Two factors are relevant to Taishan’s document retention. It had a document retention policy and it is an ISO compliant company, which means it is required to keep records for a reasonable amount of time so that the company can trace root causes of problems when they occur, even if several years have passed. Nonetheless, Taishan apparently lost a number of key pieces of evidence:
- Tunnel oven in/out records for the second half of 2004, which are to be maintained for two years under Taishan’s policy, are missing.
- The graphite rollers and gathering shoes which experienced smoking and fires, which Taishan had received for testing, were destroyed.
- Taishan’s shift change records and equipment repair and maintenance logs from 2004 were destroyed.
- Faxes sent by Zhang to CTG regarding Taishan's seventeen point report identifying possible contamination sources appear to have been lost.
- Miscellaneous relevant documents and items were destroyed.
The court noted that a party seeking an adverse inference instruction must establish that: (1) the party having control over the evidence had an obligation to preserve it; (2) the records were destroyed with a culpable state of mind; and (3) the destroyed evidence was relevant to the party's claim or defense. The second prong, the mental culpability factor, is satisfied where the party acted knowingly or negligently.
Not surprisingly, the court was troubled by the events surrounding the missing evidence. It also felt, however, that the record was inadequate to ascertain who knew what when, in terms of anticipating litigation:
[I]t can safely be said that Glasforms terminated all orders of CTG glass in December 2004. It is also apparent that Taishan knew it might have problems with its product when it made its seventeen point report in 2005 as suggested on September 6, 2005, by Calvin Li, CTG's CEO, when he stated in a letter that: “Your report and our technical findings does confirm an isolated case of graphite contamination.” Pfaff Decl., Ex. G. This date could signal “probable litigation.” Upon receipt of this letter, Glasforms would not be expected to send immediately a threatening letter indicating a lawsuit was imminent when first being apprised of the possible source of the problem. At the same time, the party making such a claim arguably should know a dispute is looming.
Slip Opinion at 7.
The court was particularly troubled by the discrepancy between Taishan’s retention obligations pursuant to its policy and what was preserved here. Finally, the court was unable to discern the parameters of what was actually lost.

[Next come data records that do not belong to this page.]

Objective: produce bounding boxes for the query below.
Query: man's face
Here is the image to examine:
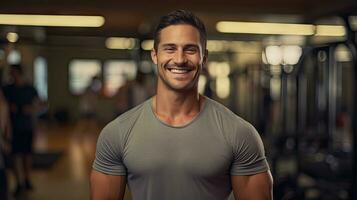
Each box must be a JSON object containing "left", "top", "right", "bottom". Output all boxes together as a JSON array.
[{"left": 151, "top": 24, "right": 207, "bottom": 92}]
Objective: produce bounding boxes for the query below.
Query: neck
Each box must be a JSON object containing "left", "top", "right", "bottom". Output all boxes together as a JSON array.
[{"left": 153, "top": 86, "right": 204, "bottom": 126}]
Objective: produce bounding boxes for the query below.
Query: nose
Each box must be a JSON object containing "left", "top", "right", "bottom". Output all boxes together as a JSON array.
[{"left": 173, "top": 49, "right": 187, "bottom": 66}]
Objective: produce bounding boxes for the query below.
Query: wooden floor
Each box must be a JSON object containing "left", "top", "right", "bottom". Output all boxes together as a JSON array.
[
  {"left": 7, "top": 120, "right": 132, "bottom": 200},
  {"left": 7, "top": 120, "right": 235, "bottom": 200}
]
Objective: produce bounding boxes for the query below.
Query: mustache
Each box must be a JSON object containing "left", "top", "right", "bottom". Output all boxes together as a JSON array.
[{"left": 164, "top": 61, "right": 195, "bottom": 70}]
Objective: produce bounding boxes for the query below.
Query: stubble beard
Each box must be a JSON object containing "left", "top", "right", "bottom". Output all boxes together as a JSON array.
[{"left": 157, "top": 60, "right": 201, "bottom": 93}]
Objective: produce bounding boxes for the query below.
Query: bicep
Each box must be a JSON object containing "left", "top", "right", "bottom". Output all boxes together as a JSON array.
[
  {"left": 231, "top": 171, "right": 273, "bottom": 200},
  {"left": 90, "top": 170, "right": 126, "bottom": 200}
]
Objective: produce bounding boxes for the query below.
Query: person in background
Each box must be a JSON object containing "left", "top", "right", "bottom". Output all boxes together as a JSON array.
[
  {"left": 2, "top": 64, "right": 39, "bottom": 196},
  {"left": 80, "top": 76, "right": 101, "bottom": 120},
  {"left": 78, "top": 76, "right": 101, "bottom": 132},
  {"left": 115, "top": 71, "right": 150, "bottom": 116},
  {"left": 0, "top": 89, "right": 11, "bottom": 200}
]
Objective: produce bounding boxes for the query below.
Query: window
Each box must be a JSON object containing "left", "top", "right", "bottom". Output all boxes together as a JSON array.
[
  {"left": 34, "top": 56, "right": 48, "bottom": 100},
  {"left": 103, "top": 60, "right": 137, "bottom": 97},
  {"left": 69, "top": 59, "right": 101, "bottom": 95}
]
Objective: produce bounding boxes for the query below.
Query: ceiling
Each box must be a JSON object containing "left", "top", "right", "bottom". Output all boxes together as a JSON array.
[{"left": 1, "top": 0, "right": 357, "bottom": 42}]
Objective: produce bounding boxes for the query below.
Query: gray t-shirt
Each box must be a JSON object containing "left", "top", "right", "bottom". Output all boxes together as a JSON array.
[{"left": 93, "top": 97, "right": 269, "bottom": 200}]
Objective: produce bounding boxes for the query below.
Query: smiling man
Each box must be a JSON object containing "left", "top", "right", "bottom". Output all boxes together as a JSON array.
[{"left": 90, "top": 10, "right": 273, "bottom": 200}]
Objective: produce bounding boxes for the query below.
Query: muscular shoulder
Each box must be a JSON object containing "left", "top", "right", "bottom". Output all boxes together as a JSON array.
[
  {"left": 99, "top": 100, "right": 148, "bottom": 146},
  {"left": 205, "top": 98, "right": 259, "bottom": 146},
  {"left": 93, "top": 100, "right": 148, "bottom": 175},
  {"left": 206, "top": 98, "right": 252, "bottom": 132},
  {"left": 205, "top": 99, "right": 269, "bottom": 175}
]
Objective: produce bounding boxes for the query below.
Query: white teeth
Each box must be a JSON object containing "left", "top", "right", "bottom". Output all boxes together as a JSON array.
[{"left": 170, "top": 69, "right": 189, "bottom": 74}]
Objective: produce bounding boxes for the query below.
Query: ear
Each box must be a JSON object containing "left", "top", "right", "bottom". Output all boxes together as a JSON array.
[
  {"left": 202, "top": 49, "right": 208, "bottom": 66},
  {"left": 151, "top": 49, "right": 158, "bottom": 65}
]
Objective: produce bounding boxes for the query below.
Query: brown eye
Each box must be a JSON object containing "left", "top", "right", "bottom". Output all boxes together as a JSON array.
[
  {"left": 185, "top": 47, "right": 198, "bottom": 54},
  {"left": 164, "top": 47, "right": 176, "bottom": 53}
]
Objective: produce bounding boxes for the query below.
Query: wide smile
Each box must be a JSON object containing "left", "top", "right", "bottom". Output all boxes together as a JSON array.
[{"left": 167, "top": 68, "right": 193, "bottom": 74}]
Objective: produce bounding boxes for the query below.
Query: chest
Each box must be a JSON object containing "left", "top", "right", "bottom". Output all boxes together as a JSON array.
[{"left": 123, "top": 124, "right": 232, "bottom": 178}]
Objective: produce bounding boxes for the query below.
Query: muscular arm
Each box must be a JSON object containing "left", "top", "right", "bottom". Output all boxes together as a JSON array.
[
  {"left": 231, "top": 171, "right": 273, "bottom": 200},
  {"left": 90, "top": 170, "right": 127, "bottom": 200}
]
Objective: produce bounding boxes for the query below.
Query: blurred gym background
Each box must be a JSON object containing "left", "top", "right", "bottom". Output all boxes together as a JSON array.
[{"left": 0, "top": 1, "right": 357, "bottom": 199}]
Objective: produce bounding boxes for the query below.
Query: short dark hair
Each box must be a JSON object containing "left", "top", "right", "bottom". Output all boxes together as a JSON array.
[{"left": 153, "top": 10, "right": 207, "bottom": 53}]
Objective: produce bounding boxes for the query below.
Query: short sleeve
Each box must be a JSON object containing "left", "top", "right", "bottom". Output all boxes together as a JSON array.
[
  {"left": 92, "top": 122, "right": 127, "bottom": 175},
  {"left": 230, "top": 121, "right": 270, "bottom": 176}
]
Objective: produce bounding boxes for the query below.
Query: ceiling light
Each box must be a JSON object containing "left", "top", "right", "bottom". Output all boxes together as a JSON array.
[
  {"left": 106, "top": 37, "right": 137, "bottom": 50},
  {"left": 315, "top": 25, "right": 346, "bottom": 36},
  {"left": 7, "top": 32, "right": 19, "bottom": 43},
  {"left": 335, "top": 44, "right": 352, "bottom": 62},
  {"left": 0, "top": 14, "right": 105, "bottom": 27},
  {"left": 141, "top": 40, "right": 154, "bottom": 50},
  {"left": 216, "top": 21, "right": 346, "bottom": 37},
  {"left": 265, "top": 46, "right": 283, "bottom": 65},
  {"left": 216, "top": 21, "right": 314, "bottom": 35},
  {"left": 282, "top": 45, "right": 302, "bottom": 65}
]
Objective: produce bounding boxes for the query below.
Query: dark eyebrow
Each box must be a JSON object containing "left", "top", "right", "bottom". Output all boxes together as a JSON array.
[
  {"left": 161, "top": 43, "right": 176, "bottom": 48},
  {"left": 160, "top": 43, "right": 200, "bottom": 49},
  {"left": 184, "top": 44, "right": 199, "bottom": 49}
]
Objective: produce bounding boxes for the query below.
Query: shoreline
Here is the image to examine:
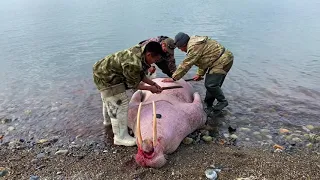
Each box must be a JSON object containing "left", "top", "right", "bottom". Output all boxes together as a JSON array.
[{"left": 1, "top": 135, "right": 319, "bottom": 180}]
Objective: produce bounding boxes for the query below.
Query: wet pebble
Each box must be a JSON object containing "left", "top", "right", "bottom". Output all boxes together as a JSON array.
[
  {"left": 55, "top": 149, "right": 69, "bottom": 155},
  {"left": 24, "top": 110, "right": 32, "bottom": 115},
  {"left": 253, "top": 131, "right": 260, "bottom": 135},
  {"left": 292, "top": 137, "right": 302, "bottom": 143},
  {"left": 57, "top": 171, "right": 62, "bottom": 175},
  {"left": 260, "top": 129, "right": 270, "bottom": 134},
  {"left": 0, "top": 167, "right": 9, "bottom": 177},
  {"left": 223, "top": 133, "right": 230, "bottom": 138},
  {"left": 1, "top": 118, "right": 12, "bottom": 124},
  {"left": 7, "top": 126, "right": 15, "bottom": 131},
  {"left": 239, "top": 127, "right": 250, "bottom": 132},
  {"left": 245, "top": 138, "right": 250, "bottom": 141},
  {"left": 302, "top": 126, "right": 311, "bottom": 132},
  {"left": 230, "top": 134, "right": 238, "bottom": 139},
  {"left": 182, "top": 137, "right": 193, "bottom": 145},
  {"left": 205, "top": 168, "right": 217, "bottom": 180},
  {"left": 265, "top": 135, "right": 273, "bottom": 139},
  {"left": 202, "top": 135, "right": 213, "bottom": 142},
  {"left": 255, "top": 135, "right": 263, "bottom": 140},
  {"left": 306, "top": 125, "right": 314, "bottom": 131},
  {"left": 279, "top": 128, "right": 290, "bottom": 134},
  {"left": 8, "top": 140, "right": 21, "bottom": 149},
  {"left": 306, "top": 143, "right": 313, "bottom": 148},
  {"left": 69, "top": 143, "right": 80, "bottom": 149},
  {"left": 228, "top": 126, "right": 237, "bottom": 133},
  {"left": 36, "top": 153, "right": 45, "bottom": 159},
  {"left": 285, "top": 135, "right": 293, "bottom": 140},
  {"left": 30, "top": 175, "right": 40, "bottom": 180},
  {"left": 37, "top": 139, "right": 48, "bottom": 144},
  {"left": 274, "top": 149, "right": 283, "bottom": 153},
  {"left": 200, "top": 130, "right": 209, "bottom": 136}
]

Accordingly, the court wanted more information and posed eight specific questions it wants addressed by the parties:
- Why was the document destruction policy not followed?
- Who was responsible for not following the document destruction policy?
- When were the items identified above destroyed, and when were they supposed to be destroyed under the document destruction policy?
- When did Taishan and CTG select their counsel for events relating to this litigation?
- What further facts and dates can be added to the general timeline noted above based on evidence submitted after this Court's August 25, 2008 Order? Such evidence would come from, but is not limited to, documents that were found, lost/destroyed documents that were found, and the new Rule 30(b)(6) deposition(s).
- Explain why should the letter from Calvin Li, in which he admitted graphite contamination, should/should not be the date of “anticipated litigation” for purposes of determining sanctions.
- Explain why the seventeen point report should/should not be the date of “anticipated litigation” for purposes of determining sanctions.
- How does the destroyed/lost evidence relate to the party's respective claim or defense?
The court requested additional briefing on (1) what was destroyed; (2) when it was destroyed; and (3) when Taishan could have reasonably anticipated litigation, as well as the eight questions.